By Theolonius McTavish, a gallant if not good-natured gladiator with a thistle in his tam who has difficulty swallowing haggis, doing the hokey-pokey, or sleeping in a hammock, (a trio of trivial tribulations with which one daring dude must contend).
Every year, millions of minions around the globe must prepare for the inevitable ritual of “New Year’s Resolutions”.
To aid those who cannot come up with anything that ressembles a reliable (on second thought ripsnorting) resolution, I am providing my own version below. (Note: select one item in parentheses).
This year I resolve to no longer obsess about my (frigging freckles, flat feet, or furrowed brow), my (receding hairline, expanding waistline, or kingsized keister), or my (fashionable faux-pas, frequent forages into the refrigerator, or far too many trips to the throne room/water-closet to count).
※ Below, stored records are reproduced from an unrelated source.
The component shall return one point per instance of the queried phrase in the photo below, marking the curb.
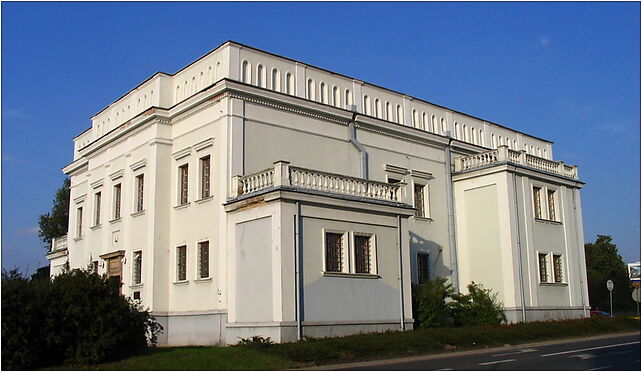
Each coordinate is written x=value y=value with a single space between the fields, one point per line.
x=448 y=354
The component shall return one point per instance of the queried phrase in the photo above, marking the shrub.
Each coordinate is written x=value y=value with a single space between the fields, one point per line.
x=76 y=318
x=479 y=307
x=430 y=307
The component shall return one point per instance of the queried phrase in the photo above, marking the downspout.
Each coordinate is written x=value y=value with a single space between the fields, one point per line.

Because I am already really good at (finger-painting, snakes-and-ladders, or pin-the-tail-on-the-donkey), and (skating on thin ice, walking on water, or swimming with sharks) not to mention (burping, flatulating, or snoring), but only when absolutely necessary.
Sure, I ate a lot over the past month, but that’s okay, because I had a fabulous time (courting candy-canes, flirting over fruitcakes, or trifling with hot toddies) and (chewing the fat, draining the cup, or licking the bowl) with (Santa Claus, the Tooth Fairy, or I can’t recall…is this a trick question?).
After the holidays, I’ll simply get back on track by not (drinking like a fish, eating like a pig, or wolfing down food like there’s no tomorrow), and (passing on the punch bowl, swearing off sweets, or turning down those tantalizing treats), after I've practiced (hustling my bustle, jumping through hoops, or running around in little circles).
This year I am going to take more time to: (beat my breast, leap to conclusions, or pat myself on the back) and more time to (hug trees, pet rocks or watch paint dry).
My name is (The Big Kahuna, Queen Bee if you please, …or your favorite moniker), and this year I’m going to stay cool, eat well, and put the fun back in the “fundamentals” of life... so there!!